Bertolucci diría después que la visión de ese vídeo le condujo hacia ti. En Liv Tyler, ha afirmado el director italiano en alguna entrevista, encontró una seriedad que Bertolucci definió como “un aura de Nueva York”. Nosotros, amantes como somos de la gran manzana, no podemos afirmar tanto. O no podemos corroborarlo. No sabemos hasta qué punto Nueva York puede ser definida como una ciudad “seria”. Lo que sí podemos decir es que tú sí lo pareces. Nada en tu belleza nos invita a soñar con un revolcón furtivo y transitorio. Tu belleza es una belleza a la que hay que ver madurar y que exige ser mirada de ese modo. O quizás es que no podemos contemplarte de otro modo porque vivimos aún hoy, tanto tiempo después, bajo el influjo embriagador de haberte visto, deslumbrante e irresistible, en la película de Bertolucci.
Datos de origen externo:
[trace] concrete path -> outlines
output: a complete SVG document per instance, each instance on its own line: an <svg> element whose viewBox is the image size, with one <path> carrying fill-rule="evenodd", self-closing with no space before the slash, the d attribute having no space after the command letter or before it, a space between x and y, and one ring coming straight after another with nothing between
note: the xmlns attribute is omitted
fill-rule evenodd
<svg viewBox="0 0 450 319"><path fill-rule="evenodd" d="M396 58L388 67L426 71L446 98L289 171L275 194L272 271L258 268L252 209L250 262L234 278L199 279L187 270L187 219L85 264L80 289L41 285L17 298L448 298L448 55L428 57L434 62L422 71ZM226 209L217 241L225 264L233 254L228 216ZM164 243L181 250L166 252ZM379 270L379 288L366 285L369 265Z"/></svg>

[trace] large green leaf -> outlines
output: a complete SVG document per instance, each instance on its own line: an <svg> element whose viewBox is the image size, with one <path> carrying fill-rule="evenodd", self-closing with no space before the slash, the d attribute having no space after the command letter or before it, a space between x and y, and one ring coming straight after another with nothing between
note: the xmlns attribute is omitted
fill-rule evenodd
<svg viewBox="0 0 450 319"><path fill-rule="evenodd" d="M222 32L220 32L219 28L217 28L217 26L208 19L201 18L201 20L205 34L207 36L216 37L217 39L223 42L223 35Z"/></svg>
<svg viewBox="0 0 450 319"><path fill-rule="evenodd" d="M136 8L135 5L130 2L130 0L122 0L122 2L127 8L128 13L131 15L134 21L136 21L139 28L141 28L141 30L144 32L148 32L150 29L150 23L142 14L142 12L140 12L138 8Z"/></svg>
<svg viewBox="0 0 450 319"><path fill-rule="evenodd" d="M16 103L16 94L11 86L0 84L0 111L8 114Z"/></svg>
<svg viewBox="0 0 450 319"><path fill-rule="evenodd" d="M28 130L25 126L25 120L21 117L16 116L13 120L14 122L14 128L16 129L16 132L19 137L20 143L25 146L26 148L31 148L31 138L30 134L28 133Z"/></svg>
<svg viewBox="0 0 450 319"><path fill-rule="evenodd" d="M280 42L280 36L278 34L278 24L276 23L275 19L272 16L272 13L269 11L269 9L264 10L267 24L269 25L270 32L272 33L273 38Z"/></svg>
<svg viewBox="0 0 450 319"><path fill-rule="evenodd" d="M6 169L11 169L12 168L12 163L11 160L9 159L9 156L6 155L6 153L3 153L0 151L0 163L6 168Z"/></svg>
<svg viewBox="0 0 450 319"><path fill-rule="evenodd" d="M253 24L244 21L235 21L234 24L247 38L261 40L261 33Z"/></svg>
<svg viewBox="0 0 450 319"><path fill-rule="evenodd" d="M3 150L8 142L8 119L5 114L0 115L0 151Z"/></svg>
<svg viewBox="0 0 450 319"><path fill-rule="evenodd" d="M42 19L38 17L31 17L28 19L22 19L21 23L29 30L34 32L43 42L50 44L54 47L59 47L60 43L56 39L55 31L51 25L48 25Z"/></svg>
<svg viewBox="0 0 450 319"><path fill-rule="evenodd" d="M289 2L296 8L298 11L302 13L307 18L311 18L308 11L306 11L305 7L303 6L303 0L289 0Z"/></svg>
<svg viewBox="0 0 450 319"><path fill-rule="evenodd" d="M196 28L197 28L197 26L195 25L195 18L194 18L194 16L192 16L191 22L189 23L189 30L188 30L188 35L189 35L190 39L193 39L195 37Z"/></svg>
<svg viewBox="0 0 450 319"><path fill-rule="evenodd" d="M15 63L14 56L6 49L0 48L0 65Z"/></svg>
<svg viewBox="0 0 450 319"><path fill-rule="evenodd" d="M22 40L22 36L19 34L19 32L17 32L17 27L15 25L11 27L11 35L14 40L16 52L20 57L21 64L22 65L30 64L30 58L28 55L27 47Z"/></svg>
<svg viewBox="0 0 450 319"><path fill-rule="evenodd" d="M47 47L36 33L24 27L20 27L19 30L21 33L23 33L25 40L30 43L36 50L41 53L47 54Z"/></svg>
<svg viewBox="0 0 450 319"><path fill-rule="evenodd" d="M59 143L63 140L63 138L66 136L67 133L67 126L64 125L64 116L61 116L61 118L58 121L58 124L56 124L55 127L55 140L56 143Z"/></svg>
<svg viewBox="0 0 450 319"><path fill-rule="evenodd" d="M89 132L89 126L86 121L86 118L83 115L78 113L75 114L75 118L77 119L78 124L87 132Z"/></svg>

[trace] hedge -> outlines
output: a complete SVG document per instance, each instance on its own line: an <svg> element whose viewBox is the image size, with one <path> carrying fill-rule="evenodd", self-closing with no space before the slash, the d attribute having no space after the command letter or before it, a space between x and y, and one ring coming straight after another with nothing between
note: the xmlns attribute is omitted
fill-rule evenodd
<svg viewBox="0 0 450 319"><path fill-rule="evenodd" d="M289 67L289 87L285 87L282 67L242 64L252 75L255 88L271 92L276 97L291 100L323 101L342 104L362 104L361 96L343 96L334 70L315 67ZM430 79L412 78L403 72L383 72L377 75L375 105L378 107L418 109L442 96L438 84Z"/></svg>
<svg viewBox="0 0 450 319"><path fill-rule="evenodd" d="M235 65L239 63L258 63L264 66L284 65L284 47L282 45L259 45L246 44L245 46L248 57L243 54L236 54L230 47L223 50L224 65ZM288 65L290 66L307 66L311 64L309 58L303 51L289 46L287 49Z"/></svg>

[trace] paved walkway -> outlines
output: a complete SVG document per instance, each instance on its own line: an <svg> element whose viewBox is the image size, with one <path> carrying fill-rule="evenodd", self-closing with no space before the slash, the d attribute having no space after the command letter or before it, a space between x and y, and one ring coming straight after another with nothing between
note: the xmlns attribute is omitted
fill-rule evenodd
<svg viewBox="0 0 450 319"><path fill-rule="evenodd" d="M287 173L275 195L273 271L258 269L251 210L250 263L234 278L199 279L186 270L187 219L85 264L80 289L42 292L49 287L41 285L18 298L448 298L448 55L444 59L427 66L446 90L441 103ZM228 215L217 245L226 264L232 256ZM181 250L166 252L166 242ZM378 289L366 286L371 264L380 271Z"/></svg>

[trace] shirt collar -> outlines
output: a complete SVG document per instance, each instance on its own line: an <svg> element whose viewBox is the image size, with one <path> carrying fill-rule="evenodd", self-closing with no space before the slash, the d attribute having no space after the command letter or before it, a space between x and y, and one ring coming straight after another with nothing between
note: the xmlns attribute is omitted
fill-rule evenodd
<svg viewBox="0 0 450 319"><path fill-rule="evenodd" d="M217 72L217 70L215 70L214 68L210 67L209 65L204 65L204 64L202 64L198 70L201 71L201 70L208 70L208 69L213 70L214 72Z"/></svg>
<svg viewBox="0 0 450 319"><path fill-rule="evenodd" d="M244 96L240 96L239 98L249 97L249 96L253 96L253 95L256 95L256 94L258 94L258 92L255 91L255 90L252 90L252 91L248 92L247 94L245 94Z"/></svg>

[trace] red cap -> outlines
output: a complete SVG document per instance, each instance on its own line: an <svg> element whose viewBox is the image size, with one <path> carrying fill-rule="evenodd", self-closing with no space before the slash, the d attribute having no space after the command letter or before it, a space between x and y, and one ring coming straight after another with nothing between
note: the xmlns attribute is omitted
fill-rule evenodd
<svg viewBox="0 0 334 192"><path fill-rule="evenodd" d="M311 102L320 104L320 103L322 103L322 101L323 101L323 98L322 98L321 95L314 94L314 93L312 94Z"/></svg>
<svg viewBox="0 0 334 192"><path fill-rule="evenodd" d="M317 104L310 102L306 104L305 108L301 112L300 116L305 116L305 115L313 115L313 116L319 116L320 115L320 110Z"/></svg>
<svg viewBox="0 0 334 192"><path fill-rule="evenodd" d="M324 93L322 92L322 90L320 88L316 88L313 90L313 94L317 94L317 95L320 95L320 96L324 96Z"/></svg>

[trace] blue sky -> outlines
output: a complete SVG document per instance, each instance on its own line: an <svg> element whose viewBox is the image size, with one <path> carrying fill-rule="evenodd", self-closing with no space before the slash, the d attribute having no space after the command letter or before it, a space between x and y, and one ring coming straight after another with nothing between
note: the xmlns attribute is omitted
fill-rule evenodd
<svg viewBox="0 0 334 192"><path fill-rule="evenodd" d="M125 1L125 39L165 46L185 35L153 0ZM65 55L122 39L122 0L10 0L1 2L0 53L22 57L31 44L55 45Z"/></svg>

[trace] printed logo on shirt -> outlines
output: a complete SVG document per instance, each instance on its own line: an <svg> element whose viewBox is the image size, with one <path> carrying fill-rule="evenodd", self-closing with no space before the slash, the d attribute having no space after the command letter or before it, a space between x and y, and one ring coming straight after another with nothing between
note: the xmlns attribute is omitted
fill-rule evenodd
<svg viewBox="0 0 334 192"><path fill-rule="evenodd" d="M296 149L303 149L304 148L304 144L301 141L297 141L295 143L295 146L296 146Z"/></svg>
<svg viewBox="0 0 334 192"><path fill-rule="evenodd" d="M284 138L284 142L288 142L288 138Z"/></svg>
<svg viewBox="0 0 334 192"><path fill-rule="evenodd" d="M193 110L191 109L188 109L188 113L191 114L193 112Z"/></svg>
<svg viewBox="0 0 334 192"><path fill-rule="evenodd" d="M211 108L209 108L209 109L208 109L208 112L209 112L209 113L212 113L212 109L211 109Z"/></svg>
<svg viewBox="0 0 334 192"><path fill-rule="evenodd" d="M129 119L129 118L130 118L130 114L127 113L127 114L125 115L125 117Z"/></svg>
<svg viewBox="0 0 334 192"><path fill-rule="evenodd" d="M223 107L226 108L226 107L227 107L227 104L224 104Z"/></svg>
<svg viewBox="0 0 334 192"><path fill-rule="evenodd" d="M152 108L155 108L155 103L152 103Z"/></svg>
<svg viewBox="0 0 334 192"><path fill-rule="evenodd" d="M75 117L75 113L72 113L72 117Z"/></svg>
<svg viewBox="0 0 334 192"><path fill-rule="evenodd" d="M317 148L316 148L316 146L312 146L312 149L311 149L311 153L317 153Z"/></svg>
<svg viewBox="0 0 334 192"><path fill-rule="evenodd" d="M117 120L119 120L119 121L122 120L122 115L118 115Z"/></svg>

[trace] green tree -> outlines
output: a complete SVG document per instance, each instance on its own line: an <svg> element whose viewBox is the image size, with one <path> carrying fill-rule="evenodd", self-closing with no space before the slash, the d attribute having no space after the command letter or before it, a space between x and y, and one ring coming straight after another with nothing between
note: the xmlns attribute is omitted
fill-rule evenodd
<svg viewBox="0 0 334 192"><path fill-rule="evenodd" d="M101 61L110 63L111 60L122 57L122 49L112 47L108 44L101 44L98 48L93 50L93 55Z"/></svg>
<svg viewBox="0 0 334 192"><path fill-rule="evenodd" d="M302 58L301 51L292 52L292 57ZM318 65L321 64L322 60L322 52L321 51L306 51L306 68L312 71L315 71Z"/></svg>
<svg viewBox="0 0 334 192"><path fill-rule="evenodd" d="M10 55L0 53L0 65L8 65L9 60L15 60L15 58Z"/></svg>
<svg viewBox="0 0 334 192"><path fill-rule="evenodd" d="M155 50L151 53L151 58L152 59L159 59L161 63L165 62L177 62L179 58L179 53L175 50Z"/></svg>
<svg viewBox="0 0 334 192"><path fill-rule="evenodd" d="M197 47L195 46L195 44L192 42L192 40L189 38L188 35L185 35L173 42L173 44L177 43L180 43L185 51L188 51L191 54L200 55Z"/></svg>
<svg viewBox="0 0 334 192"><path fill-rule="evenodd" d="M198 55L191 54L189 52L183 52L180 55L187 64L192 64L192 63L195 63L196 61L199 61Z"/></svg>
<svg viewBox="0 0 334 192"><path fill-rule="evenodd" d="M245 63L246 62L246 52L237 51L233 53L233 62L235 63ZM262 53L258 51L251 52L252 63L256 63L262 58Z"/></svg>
Perturbadora, inocente, joven, bella… así perdurarás por siempre en la memoria de todos los que hayan visto Belleza robada. Todos los personajes de la película, todos esos artistas de origen anglófono que se han refugiado en una casa de campo de la Toscana para dar un empujón a sus obras, pululan alrededor tuyo como si tú fueras una luz irresistible y ellos un coro enloquecido de insectos lucífugos superados por el deseo. En tu belleza, Liv Tyler, brilla una naturalidad carente de perversión. Todos, a tu lado, parecen viejos verdes. Tú no los alientas, pero ellos se dejan (nos dejamos) desbordar por la lascivia en tu presencia. El tuyo es el cuerpo que queremos mancillar. Es tu belleza carente de ostentación, Liv Tyler, la que nutre nuestra lujuria desesperada y decadente.
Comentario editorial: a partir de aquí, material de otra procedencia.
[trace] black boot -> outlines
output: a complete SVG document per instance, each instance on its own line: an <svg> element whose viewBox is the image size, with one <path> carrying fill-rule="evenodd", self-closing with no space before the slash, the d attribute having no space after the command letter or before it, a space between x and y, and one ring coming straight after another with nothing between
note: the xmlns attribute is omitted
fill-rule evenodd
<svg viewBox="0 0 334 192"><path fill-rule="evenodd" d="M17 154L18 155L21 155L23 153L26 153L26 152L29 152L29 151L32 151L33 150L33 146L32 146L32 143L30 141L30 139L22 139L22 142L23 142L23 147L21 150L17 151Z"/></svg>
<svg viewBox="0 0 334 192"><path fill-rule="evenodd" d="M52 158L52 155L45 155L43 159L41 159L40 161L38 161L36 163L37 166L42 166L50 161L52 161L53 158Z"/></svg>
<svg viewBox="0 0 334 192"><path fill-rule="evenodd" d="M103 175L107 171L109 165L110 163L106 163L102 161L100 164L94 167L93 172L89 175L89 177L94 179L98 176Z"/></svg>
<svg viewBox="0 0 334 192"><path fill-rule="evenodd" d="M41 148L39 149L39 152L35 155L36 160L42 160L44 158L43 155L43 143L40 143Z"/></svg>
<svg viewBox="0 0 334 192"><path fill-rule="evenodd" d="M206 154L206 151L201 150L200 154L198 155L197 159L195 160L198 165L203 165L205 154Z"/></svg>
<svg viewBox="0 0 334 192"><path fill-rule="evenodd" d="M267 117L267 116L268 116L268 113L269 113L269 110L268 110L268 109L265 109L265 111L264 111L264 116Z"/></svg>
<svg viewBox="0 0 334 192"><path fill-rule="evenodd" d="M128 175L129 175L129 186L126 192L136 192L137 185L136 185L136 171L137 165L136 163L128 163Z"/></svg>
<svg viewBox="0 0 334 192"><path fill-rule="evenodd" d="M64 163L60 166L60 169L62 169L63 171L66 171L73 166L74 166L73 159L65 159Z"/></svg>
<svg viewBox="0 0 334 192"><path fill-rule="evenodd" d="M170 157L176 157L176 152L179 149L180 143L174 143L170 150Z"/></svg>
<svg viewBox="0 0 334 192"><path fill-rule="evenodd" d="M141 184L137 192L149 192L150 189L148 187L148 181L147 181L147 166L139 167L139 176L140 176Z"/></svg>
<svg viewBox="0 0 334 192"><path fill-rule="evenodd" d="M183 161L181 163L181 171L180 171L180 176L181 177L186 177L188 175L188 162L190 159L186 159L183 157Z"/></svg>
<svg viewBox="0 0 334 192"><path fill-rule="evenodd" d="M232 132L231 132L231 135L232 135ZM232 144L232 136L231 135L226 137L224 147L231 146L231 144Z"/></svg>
Difícil no sentirse sucio al hablar de ti en esos términos. Difícil no autocontemplarse como un corruptor irredento cuando se sueña con Liv Tyler desnuda, con Liv Tyler follando, con Liv Tyler ejecutando soberbias felaciones con esos labios en los que caben todos los sueños lascivos del mundo. Difícil no sentir un leve sonrojo cuando se te sueña desnuda y abierta, caliente y ofrecida, entregada al cumplimiento de todos nuestros deseos con la sumisión siempre excitante de quien poco a poco va saliendo de la crisálida de su timidez.
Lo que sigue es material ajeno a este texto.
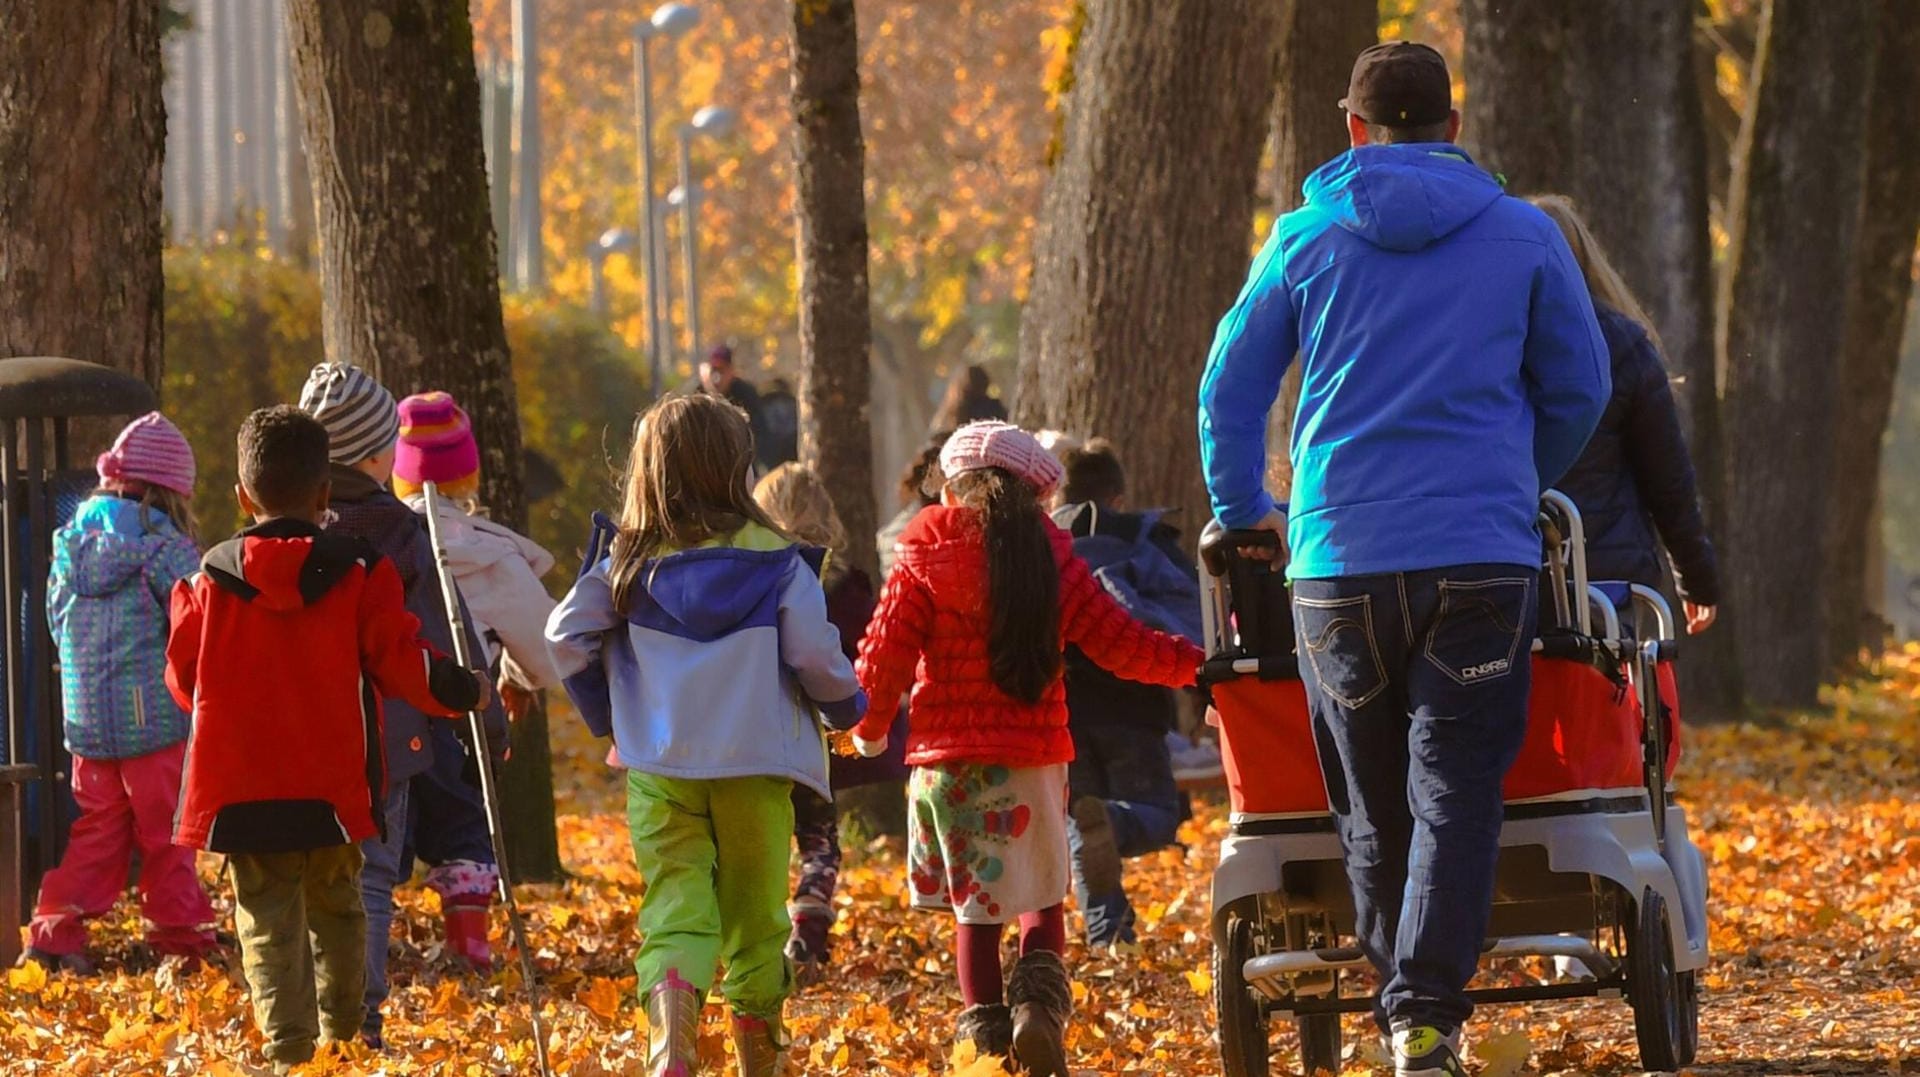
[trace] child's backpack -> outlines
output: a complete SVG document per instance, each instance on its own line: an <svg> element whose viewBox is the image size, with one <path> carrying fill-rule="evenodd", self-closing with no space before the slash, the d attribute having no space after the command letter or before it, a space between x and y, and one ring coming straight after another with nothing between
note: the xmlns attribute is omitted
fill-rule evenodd
<svg viewBox="0 0 1920 1077"><path fill-rule="evenodd" d="M584 579L593 571L593 566L606 560L613 552L614 536L620 529L613 525L606 513L595 512L591 530L587 532L586 553L580 561L580 571L574 574L575 580ZM566 678L561 682L567 690L567 698L573 700L573 707L580 712L580 720L587 723L587 731L596 737L613 735L613 687L607 680L607 659L604 652L600 661Z"/></svg>
<svg viewBox="0 0 1920 1077"><path fill-rule="evenodd" d="M1087 563L1093 578L1120 608L1149 628L1199 643L1204 634L1200 627L1200 580L1154 545L1153 528L1160 514L1109 511L1105 515L1137 520L1138 533L1128 539L1111 530L1102 531L1101 510L1091 502L1060 509L1054 521L1073 534L1073 552ZM1081 524L1083 517L1085 522Z"/></svg>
Acabas de cumplir los cuarenta, Liv Tyler, pero para nosotros siempre serás Lucy, aquel oscuro objeto del deseo al que diste vida en Belleza robada. Hace apenas unos días que tu padre vino a nuestra ciudad para actuar con su banda en un festival de rock. Allí estuvo él, regresado de tantas batallas, desgranando los éxitos de Aerosmith. Sigue sus pasos, Liv Tyler, y visítanos. No albergamos grandes sueños. No soñamos con compartir tu lecho. Somos gente humilde y hay sueños a los que hay que renunciar para no volverse locos de decepción. Nosotros, que sueños tan lúbricos hemos albergado en otras ocasiones, sólo aspiramos en este caso a estar frente a ti y a mirarte como te miraban aquellos artistas que, en aquella casa de campo en la Toscana, apuraban sus días deslumbrados por tu belleza, enfrentados cara a cara con su propia nimiedad.